Beyond Statelessness: Why LLMs are Challenging Traditional System Design
For two decades, the blueprint for scalable web architecture has been remarkably consistent: state lives in the database, and compute is stateless. In this model, any request can hit any server behind a load balancer, and the database serves as the absolute single source of truth. This design allowed the internet to scale to billions of users by treating application servers as disposable commodities.
However, the emergence of Large Language Models (LLMs) and autonomous agents is beginning to fracture this long-standing assumption. While the "stateless compute" model works for traditional CRUD applications, it is increasingly ill-suited for the requirements of agentic AI.
The Three Fractures of Stateless Architecture
Agentic workflows introduce three specific challenges that traditional stateless request-response cycles cannot efficiently handle:
- Long-Running Work: An AI agent performing a complex task—such as researching a topic and writing a report—might take ten minutes to complete. This is no longer a "request" in the HTTP sense; it is a long-running asynchronous process.
- Stateful Compute: Agents rely on accumulated context, memory of previous turns in a conversation, and the results of multiple tool calls. This state is not merely "database state" (like a user profile); it is the active memory of a running process.
- Bi-directional Interaction: Users don't just want a final answer; they want to watch an agent "think," interrupt its progress, or redirect its trajectory in real-time. This transforms the interaction from a query to a stateless API into a live conversation with a running process.
The Routing Problem: Why Polling Isn't Enough
To handle the execution part of this problem, the industry has turned to "durable execution" frameworks (such as Temporal, Inngest, or Restate). These tools make the process resilient, ensuring that if a server crashes, the workflow can resume from where it left off.
But durable execution solves the process problem, not the interaction problem. Because standard load balancers and HTTP cannot route a request to a specific running process, developers often revert to polling. The client polls a database endpoint to see if the durable process has written an update.

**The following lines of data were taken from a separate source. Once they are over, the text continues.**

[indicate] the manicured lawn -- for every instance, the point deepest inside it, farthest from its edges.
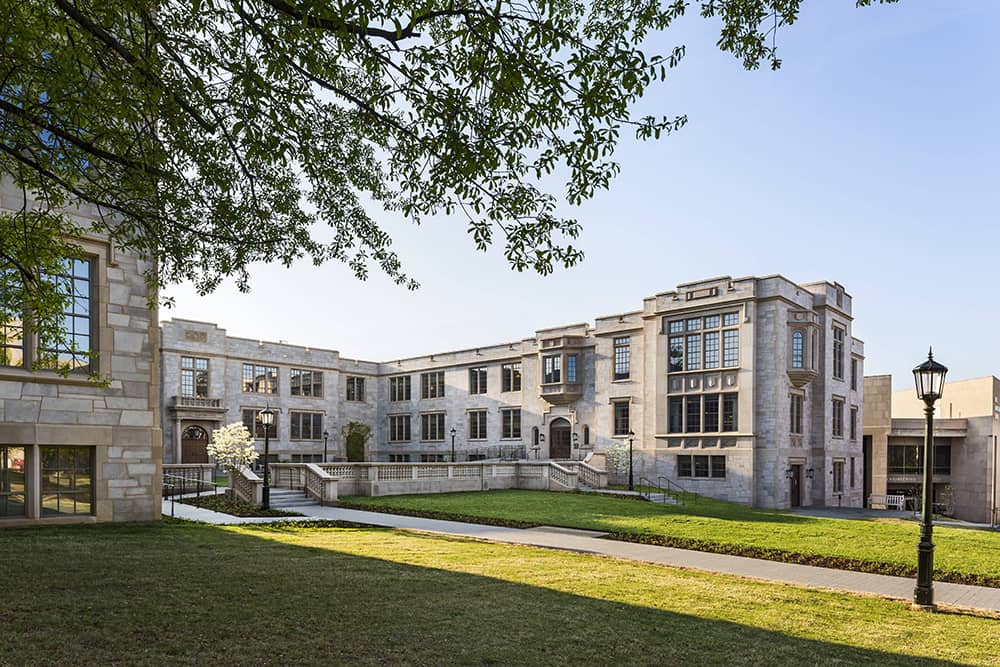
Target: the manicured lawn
(716, 525)
(180, 594)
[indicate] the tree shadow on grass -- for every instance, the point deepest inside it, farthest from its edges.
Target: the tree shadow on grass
(185, 594)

As noted in the source material, this essentially treats the database as a message bus—a workaround for a fundamental routing deficiency. Polling introduces latency, increases database load, and creates a poor user experience for streaming data.
Seeking a New Routing Primitive
To move beyond polling, we need a routing primitive that can address a process rather than just a server or a database. The goal is to be able to say: "Deliver this message to whoever is currently producing output for workflow X," without needing to know the specific server replica or IP address.
Why WebSockets Aren't the Answer
WebSockets provide bi-directional communication, but they are a connection, not an address. If a WebSocket connection drops—perhaps because a user enters a tunnel—the address is lost. There is no native way to reconnect to the exact same process state without an external routing mechanism.
The Case for Pub/Sub Channels
A more robust solution is the use of named pub/sub channels. In this model, neither the client nor the server process is the address; the transport channel is the address. Both the client and the server connect to a named channel. If the connection drops, the client simply reconnects to the same named channel and resumes the stream of data.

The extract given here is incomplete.